Chapter seven addresses the often-noted phenomenon that the messenger and the message tend to become confused in bad news (but very rarely in good news). In Antigone, Sophocles famously had a guard engage in a lengthy pre-announcement (followed by an even lengthier elaboration) when he delivered the news that someone buried the corpse king Creon had forbidden to be touched:

Creon
And what is it that so disheartens you?

Guard
I want to tell you first about myself—I did not do the deed, nor did I see the doer, so it would be wrong that I should come to any harm.

Creon
Like a bowman you aim well at your target from a distance, and all around you hedge yourself off well from the deed. It is clear that you have some unheard-of thing to tell.

Guard
That I do, for terrible news imposes great hesitation.

Creon
Then tell it, will you, and so unburdened go away?

Guard
[…] So here I stand, as unwelcome to you as I am unwilling, I well know. For no man delights in the bearer of bad news.”

 The guard is reporting to Creon in a modern adaptation of Sophocles'  Antigone . (c) Magda Molin

The guard is reporting to Creon in a modern adaptation of Sophocles' Antigone. (c) Magda Molin

The Persians- the always present enemy of the ancient Greeks – were known to execute messengers of bad news. It can be assumed that Sophocles wanted to morally educate the spectators of his play by teaching the importance of the boundary between the message and the messenger. Over 2400 years later, the blurriness of this distinction is still able to burden interaction in a way that needs to be countervailed by practices Maynard seeks to describe.

The last chapter of the book finally tries to connect conversation analysis to broader social implications. Many authors before have doubted whether this is possible at all and Maynard’s attempt also leaves much to be desired. The “benign order of everyday life”, Maynard argues, prevents politicians from admitting mistakes and leads to such disastrous results such as the systematic denial of epidemics and their consequences. This diagnosis seems pretty disingenuous and is also empirically out of sync with the rest of the book. To transpose results from “naturally occurring” data onto highly institutional and strongly charged settings ultimately sacrifices the specificity of the issue at hands for the sake of supposed clarity.

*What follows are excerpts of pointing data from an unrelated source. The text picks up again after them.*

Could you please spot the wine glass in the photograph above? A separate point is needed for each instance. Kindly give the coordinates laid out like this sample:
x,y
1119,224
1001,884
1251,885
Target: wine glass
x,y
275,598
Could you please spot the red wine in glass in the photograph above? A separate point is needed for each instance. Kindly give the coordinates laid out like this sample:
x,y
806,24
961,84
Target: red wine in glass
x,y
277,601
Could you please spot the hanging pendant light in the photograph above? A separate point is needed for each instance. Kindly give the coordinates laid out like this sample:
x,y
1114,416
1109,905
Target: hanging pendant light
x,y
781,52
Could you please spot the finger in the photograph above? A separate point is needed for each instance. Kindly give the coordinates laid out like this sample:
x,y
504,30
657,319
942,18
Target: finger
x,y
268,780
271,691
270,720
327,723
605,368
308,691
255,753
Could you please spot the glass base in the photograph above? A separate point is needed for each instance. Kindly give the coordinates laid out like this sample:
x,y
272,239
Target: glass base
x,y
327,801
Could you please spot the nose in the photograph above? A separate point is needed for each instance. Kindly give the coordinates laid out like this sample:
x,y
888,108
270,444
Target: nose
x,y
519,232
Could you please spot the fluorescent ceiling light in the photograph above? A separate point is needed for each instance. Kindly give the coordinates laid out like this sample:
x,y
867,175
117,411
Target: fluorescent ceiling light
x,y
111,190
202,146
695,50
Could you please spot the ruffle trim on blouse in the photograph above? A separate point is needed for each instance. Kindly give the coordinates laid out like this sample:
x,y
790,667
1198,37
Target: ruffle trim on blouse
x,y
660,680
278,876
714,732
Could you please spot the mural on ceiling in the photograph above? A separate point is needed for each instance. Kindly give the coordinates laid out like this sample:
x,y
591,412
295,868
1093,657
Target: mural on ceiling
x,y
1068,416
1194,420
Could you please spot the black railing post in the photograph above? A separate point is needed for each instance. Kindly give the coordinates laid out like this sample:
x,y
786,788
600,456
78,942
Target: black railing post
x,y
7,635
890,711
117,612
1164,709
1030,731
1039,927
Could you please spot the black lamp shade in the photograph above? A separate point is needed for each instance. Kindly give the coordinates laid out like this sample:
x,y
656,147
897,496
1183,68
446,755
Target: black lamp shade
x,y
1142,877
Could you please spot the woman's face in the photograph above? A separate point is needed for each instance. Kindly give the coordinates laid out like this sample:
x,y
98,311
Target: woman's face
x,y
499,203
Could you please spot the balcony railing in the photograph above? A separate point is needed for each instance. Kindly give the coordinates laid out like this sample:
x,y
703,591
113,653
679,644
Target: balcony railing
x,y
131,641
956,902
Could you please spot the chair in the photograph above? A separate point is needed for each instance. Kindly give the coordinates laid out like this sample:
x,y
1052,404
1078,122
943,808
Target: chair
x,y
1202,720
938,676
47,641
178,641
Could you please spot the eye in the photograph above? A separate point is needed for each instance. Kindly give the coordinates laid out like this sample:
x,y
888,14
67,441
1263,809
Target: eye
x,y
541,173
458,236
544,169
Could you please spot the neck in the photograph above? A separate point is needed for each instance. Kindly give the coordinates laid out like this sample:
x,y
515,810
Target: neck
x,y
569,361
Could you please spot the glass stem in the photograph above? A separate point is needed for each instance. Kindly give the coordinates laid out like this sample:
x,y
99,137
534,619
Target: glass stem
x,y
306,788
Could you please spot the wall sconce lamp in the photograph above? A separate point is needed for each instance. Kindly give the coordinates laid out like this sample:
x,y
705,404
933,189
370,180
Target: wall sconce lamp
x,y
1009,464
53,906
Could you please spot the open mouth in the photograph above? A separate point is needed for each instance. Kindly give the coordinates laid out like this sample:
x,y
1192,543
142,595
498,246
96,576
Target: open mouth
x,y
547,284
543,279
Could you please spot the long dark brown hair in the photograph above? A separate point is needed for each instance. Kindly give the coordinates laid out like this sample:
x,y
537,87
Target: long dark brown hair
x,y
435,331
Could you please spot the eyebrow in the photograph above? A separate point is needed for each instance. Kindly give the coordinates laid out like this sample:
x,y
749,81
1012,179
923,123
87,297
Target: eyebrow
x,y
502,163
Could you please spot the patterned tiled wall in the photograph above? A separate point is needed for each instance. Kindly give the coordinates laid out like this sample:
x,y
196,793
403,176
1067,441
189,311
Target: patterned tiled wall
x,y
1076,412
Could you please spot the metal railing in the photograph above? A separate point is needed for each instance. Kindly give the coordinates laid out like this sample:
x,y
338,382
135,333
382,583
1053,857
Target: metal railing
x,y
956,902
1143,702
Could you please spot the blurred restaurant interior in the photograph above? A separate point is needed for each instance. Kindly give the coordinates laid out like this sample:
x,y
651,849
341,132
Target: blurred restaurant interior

Overall, Maynard’s book offers a lot of detailed analysis of interactional data from which EM-scholars can draw a lot of inspiration. The relation to political questions, however, still needs to be clarified and the connection of CA to ethnographic data also ends up being much less rigidly specified than one might wish for. “Limited affinity” might be a good pragmatic solution, but it does not really touch the problems CA is faced with when dealing with institutional and culturally (or morally) sensitive data. The taxonomies of interaction sequences observed by Maynard can help especially practitioners from the fields that were observed for this book. But we should ask: To what extent is the NDS a “natural event” and to what extent do institutional contexts influence it? How could we operationalise the observation of such contexts more effectively? What effects have unwanted or institutionalised repetitions of the observed sequences influence on the efficiency and the way news deliveries operate? For example, considering the amount of medical knowledge available online and the de-legitimation of the medical profession to some extent, how do challenges to bad news affect the NDS? Does the delivery of bad news in the first instance (e.g. when there is just a suspicion) affect proceeding news deliveries (e.g. impede revisions). Such chains of NDS and their institutionalisations might need more investigations and it is yet to be seen to what extent CA could be helpful for such projects.